Author: sshawver

Open Pedagogy: Alternatives to paying for books

Let’s face it. Buying textbooks sucks. Especially when a professor claims they are required, but never requires any actual reading, because everything on the test is on the powerpoint slides. Then at the end of the semester, you try to sell the book, only to get maybe $20 for your very expensive paperweight. As professors we have the power to bring down this terrible system by incorporating open pedagogy to our courses (for more on open pedagogy, listen to this great podcast).

Textbooks are one example of a barrier to an open inclusive pedagogy. The added financial burden of purchasing books can prevent low-income students from attending college. If our ideal is to make education available to everyone, what can we do about this?

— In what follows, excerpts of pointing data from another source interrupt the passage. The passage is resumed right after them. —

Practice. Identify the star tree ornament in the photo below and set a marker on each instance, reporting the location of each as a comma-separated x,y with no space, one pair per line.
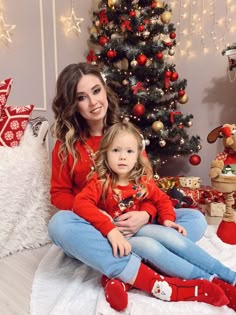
5,30
72,23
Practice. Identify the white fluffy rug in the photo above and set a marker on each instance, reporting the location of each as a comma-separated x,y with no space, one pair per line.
24,194
63,286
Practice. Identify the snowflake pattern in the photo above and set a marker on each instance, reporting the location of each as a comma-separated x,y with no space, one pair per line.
8,135
2,100
19,134
14,124
13,119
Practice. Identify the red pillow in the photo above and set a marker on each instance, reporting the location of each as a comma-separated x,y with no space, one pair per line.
5,88
13,122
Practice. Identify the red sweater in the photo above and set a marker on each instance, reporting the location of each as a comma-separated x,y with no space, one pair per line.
65,187
123,199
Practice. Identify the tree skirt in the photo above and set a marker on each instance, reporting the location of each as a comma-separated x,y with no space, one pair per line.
64,286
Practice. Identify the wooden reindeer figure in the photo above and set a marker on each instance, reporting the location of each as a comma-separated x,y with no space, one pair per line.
225,181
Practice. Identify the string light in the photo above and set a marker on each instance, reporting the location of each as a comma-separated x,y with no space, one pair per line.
210,21
5,30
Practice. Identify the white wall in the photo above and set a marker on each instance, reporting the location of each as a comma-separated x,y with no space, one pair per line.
40,50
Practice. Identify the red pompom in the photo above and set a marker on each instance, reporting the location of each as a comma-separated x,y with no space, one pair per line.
195,159
141,59
174,76
159,55
111,53
181,93
139,109
172,35
103,40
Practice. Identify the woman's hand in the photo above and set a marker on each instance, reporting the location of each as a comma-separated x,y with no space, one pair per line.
175,226
129,223
118,243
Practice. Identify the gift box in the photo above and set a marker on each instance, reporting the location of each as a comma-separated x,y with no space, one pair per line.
189,181
215,209
167,182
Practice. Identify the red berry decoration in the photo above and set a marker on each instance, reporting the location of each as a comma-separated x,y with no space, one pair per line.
132,13
195,159
141,59
172,35
111,53
103,40
168,74
139,109
140,28
181,93
159,55
174,76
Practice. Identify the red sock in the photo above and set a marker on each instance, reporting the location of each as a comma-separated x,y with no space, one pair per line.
104,281
175,289
116,295
229,290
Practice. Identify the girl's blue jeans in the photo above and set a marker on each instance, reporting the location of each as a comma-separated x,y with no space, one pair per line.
162,247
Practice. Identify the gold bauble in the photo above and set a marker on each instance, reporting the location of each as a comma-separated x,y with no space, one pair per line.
157,126
112,3
183,99
159,4
166,17
93,30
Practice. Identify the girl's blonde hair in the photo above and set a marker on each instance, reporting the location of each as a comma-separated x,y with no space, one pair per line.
142,170
70,127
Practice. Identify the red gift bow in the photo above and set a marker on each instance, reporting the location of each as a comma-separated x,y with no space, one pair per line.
103,17
172,116
91,56
137,87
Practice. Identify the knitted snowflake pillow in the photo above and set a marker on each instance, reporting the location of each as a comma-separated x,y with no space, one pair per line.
13,119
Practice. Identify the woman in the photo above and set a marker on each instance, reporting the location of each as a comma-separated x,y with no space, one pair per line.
84,108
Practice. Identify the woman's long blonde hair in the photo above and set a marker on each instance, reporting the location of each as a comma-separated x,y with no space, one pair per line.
70,127
142,170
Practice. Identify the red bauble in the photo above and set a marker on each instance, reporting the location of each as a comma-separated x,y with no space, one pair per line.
168,74
103,40
172,35
181,93
140,28
139,109
159,55
111,53
141,59
132,13
195,159
174,76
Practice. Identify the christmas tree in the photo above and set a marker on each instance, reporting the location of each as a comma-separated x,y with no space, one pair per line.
132,40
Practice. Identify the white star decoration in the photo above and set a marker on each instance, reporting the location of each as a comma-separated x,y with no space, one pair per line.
72,23
5,30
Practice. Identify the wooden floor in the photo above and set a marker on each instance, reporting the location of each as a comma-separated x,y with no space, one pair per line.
16,277
17,274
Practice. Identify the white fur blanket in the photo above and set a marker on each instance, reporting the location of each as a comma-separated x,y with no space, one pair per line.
64,286
24,194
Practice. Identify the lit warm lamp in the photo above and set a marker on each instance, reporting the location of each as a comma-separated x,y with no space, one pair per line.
230,52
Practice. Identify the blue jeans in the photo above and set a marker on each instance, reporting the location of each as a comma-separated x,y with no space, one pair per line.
163,247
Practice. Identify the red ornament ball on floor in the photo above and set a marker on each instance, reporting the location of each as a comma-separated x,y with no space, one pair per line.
195,159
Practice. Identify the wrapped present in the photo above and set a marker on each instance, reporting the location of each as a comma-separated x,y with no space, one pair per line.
209,195
167,182
189,181
216,209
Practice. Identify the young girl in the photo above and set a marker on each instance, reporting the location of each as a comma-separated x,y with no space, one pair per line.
123,180
84,108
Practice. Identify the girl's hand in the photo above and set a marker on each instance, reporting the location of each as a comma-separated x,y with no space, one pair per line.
118,243
108,215
175,226
129,223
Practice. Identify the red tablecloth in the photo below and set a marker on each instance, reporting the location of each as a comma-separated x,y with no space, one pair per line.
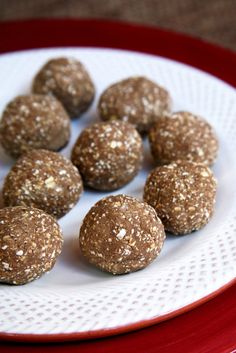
212,326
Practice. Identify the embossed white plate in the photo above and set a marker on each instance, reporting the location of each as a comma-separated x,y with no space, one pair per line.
78,300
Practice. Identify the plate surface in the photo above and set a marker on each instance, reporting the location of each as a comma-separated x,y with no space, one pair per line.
77,298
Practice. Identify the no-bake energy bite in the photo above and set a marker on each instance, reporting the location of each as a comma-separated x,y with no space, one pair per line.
121,234
183,136
30,242
108,154
183,195
67,80
45,180
137,100
34,121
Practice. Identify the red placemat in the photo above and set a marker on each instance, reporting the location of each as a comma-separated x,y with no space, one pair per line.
211,327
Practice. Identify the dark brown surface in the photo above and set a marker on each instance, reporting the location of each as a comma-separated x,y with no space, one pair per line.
45,180
137,100
121,234
108,154
183,195
30,242
69,81
212,20
34,121
184,136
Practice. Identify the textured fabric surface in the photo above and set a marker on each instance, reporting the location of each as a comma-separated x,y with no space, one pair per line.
212,20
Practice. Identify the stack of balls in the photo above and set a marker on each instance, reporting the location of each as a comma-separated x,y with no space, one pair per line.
120,234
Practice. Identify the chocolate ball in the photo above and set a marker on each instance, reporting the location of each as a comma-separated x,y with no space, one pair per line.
30,242
45,180
183,194
137,100
67,80
121,234
108,155
183,136
34,121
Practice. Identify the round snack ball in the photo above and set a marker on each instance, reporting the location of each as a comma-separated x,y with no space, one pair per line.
68,80
183,136
121,234
137,100
45,180
30,242
108,154
183,195
34,121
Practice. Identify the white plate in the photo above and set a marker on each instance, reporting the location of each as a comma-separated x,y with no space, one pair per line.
77,298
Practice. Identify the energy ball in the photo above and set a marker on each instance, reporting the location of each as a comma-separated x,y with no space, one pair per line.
108,155
67,80
121,234
34,121
137,100
30,242
45,180
183,136
183,195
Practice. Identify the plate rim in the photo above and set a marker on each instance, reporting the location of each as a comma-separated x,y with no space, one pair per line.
94,334
128,327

One way to overcome this barrier is through text rental. I was fortunate in my undergrad at UW-Stevens Point to have this system. It was a university-wide system where students were charged a small fee, (something like $12/credit while I was there) and then they borrowed books from the bookstore and returned them at the end of the semester. This system had a lot of benefits. It was much cheaper than buying books out right, and since it was a fee, financial aid could cover it (thanks Student Loans, I can never repay you). Students were not stuck with textbooks from general education courses that they will never use again, but if they wanted to, they could pay for the book to keep it. Also, since it was across the entire university, it did not rely on individual professors’ willingness to adopt open pedagogy practices. This of course, is not the perfect solution to all pedagogical troubles. There are definitely some downsides. For one, there is still the issue of being able to remix content to fit an individual course. Students were still responsible for buying their own supplementary texts, which could really hurt students taking a lot of literature courses or courses with lab manuals. In about 99.9% of cases, students do not retain the textbooks, because it still cost about $200 to keep a heavily used, pre-highlighted textbook at the end of the semester. I’m sure there were also some restrictions on professors to prevent them from switching textbooks every other semester. Although it’s not perfect, it is still a cool system that you should consider advocating for at your institution.

Another solution is to use open textbooks which can be altered to fit a specific course, and students can keep access to them. For me, open textbooks seemed like the perfect solution to open pedagogy at first. There are some issues here to consider. First, taking open sources and revising and remixing them to suit a course takes a lot of effort on the part of the professor. It could be pretty overwhelming for a professor just beginning to build a new course, and even a veteran professor making the switch to open sources may take several semesters to get everything together. Additionally, for some disciplines like Soil Science, open textbooks are virtually non-existent (If any of you can find an open text for soil science or environmental microbiology, please let me know in the comments). This is particularly frustrating as there is only 1 decent intro Soil Science book that is used and every new edition gets more expensive. Another thing brought up in the podcast is that creating open resource material is a privilege not every professor can afford. We should be mindful of the human cost of “free” material.

A third alternative is to abandon textbooks altogether. Instead, using other open source materials, or sources that are freely available through the university to impart knowledge to students. These can be very effective by using various media to explain concepts. These can easily be customized to fit a specific course. In sciences, we can chose to make lab manuals we’ve designed available online and allow students to print them out, or pull them up online in class to avoid forcing them to pay exorbitant prices through the book store. The downsides are again that finding these sources can be time-consuming for professors, and in some cases, finding readings that are not too dense or involved can be tricky. Although, if part of the course is for students to develop various ways of explaining topics, either by videos, animations, slides, written descriptions, etc. that can be shared (with permission) to students in future semesters, this obstacle can be slowly overcome.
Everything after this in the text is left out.